Conference

The approach to quantum theory known as QBism notoriously asserts that the quantum state is not even a partial representation of reality, but instead quantifies an agent's subjective degrees of belief about future experiences. Despite its counter-intuitive premise, QBists argue that this interpretation has the potential to illuminate and demystify certain aspects of quantum theory. In this talk I will discuss how `causality' might be interpreted by a QBist, and whether doing so might help us understand the bizarre hypothetical phenomenon of `indefinite causality'.
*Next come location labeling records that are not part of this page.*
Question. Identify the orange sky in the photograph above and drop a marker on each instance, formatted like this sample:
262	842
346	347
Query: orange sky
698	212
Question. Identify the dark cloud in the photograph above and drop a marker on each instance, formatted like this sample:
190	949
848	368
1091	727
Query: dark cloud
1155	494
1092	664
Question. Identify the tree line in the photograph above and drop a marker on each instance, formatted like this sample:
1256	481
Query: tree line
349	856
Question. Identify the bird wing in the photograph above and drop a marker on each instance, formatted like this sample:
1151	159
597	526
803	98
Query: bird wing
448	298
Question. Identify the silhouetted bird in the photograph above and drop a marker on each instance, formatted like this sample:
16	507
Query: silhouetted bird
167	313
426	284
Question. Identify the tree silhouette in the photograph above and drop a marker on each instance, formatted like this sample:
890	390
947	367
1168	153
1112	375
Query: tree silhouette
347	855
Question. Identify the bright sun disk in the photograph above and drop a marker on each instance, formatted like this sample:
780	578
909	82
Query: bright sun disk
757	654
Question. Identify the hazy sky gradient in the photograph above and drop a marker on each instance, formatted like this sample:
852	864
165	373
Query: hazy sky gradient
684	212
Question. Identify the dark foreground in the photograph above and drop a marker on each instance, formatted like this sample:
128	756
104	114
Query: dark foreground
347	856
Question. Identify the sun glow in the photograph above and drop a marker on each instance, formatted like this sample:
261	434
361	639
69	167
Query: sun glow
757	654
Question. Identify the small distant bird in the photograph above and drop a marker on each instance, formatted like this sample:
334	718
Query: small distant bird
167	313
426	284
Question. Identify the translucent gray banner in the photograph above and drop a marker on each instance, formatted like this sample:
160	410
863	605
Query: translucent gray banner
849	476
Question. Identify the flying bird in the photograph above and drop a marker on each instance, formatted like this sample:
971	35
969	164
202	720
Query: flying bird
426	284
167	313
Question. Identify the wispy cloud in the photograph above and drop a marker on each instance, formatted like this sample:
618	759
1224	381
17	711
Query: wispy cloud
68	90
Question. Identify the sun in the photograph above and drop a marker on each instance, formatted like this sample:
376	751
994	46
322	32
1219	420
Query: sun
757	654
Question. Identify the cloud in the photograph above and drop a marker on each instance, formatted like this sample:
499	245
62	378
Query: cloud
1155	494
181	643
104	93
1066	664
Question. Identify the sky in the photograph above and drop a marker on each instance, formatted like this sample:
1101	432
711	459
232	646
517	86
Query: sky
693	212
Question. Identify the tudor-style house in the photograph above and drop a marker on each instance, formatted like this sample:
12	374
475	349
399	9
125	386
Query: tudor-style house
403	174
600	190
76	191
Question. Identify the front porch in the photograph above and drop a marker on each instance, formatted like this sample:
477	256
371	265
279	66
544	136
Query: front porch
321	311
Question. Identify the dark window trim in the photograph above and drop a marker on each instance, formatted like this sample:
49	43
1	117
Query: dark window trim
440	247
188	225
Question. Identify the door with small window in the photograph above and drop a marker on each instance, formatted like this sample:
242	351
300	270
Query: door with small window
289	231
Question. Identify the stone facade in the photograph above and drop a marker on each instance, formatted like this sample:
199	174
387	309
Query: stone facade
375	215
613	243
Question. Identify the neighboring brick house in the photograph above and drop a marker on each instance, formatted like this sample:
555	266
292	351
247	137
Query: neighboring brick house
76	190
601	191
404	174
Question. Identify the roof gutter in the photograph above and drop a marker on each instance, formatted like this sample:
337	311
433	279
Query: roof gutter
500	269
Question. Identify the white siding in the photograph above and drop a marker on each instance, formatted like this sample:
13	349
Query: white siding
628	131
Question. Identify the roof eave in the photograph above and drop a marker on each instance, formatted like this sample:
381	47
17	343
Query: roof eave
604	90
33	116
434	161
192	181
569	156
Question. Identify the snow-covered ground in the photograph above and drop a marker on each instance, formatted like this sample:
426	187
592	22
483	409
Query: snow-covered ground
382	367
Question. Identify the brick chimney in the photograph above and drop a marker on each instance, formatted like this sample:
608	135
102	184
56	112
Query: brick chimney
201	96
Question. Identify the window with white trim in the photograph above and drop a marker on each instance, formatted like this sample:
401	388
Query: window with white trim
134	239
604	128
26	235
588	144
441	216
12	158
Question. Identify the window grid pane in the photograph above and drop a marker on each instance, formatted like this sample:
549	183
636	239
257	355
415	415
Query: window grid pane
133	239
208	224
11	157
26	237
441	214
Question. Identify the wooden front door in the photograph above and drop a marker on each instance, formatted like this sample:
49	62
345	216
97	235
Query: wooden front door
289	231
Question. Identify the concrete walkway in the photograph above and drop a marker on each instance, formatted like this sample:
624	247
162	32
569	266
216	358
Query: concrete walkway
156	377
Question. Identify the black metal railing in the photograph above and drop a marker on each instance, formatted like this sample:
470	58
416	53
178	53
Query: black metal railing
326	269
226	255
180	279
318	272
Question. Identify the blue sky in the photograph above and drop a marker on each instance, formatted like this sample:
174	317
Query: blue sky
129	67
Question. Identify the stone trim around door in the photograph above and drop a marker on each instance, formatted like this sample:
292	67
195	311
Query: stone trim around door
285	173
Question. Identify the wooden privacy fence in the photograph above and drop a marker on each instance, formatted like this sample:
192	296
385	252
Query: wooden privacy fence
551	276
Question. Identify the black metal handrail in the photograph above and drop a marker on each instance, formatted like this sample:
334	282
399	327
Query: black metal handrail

The possibility of indefinite causal order has garnered considerable interest in recent years, both for its promise as a resource, e.g. for communication, and for its role in exploring the fundamental physical constraints on causal structure. In order to gain a better understanding of the phenomenon, one approach is to design experiments that implement – or at least simulate – scenarios with indefinite causal order. While post-selection is one way to simulate exotic causal structures, this approach may not provide the desired insights. Instead, I will discuss how one might go about implementing indefinite causal order without post-selection.

The standard formulation of quantum theory relies on a fixed space-time metric determining the localisation and causal order of events. In general relativity, the metric is influenced by matter, and it is expected to become indefinite when matter behaves quantum mechanically. Here we explore the problem of operationally defining events and their localisation in the presence of gravitating quantum systems. We develop a framework for "time reference frames," in which events are defined in terms of quantum operations with respect to a quantum clock. We find that, when clocks and quantum systems interact gravitationally, the temporal localisability of events becomes relative, depending on the time reference frame. We argue that the impossibility to find a reference frame in which all events are localised is a signature of an indefinite metric, which might yield an indefinite causal order of events. Even if the metric is indefinite, for any event we can find a time reference frame with respect to which the event is localised in time, while other events may remain delocalised. In this frame, time evolution takes its standard (Schrödinger) form, including the unitary dilation of the quantum operation defining the event. In addition, this form is preserved when moving from the frame localising one event to the frame localising another one, thereby implementing a form of covariance with respect to quantum reference frame transformations.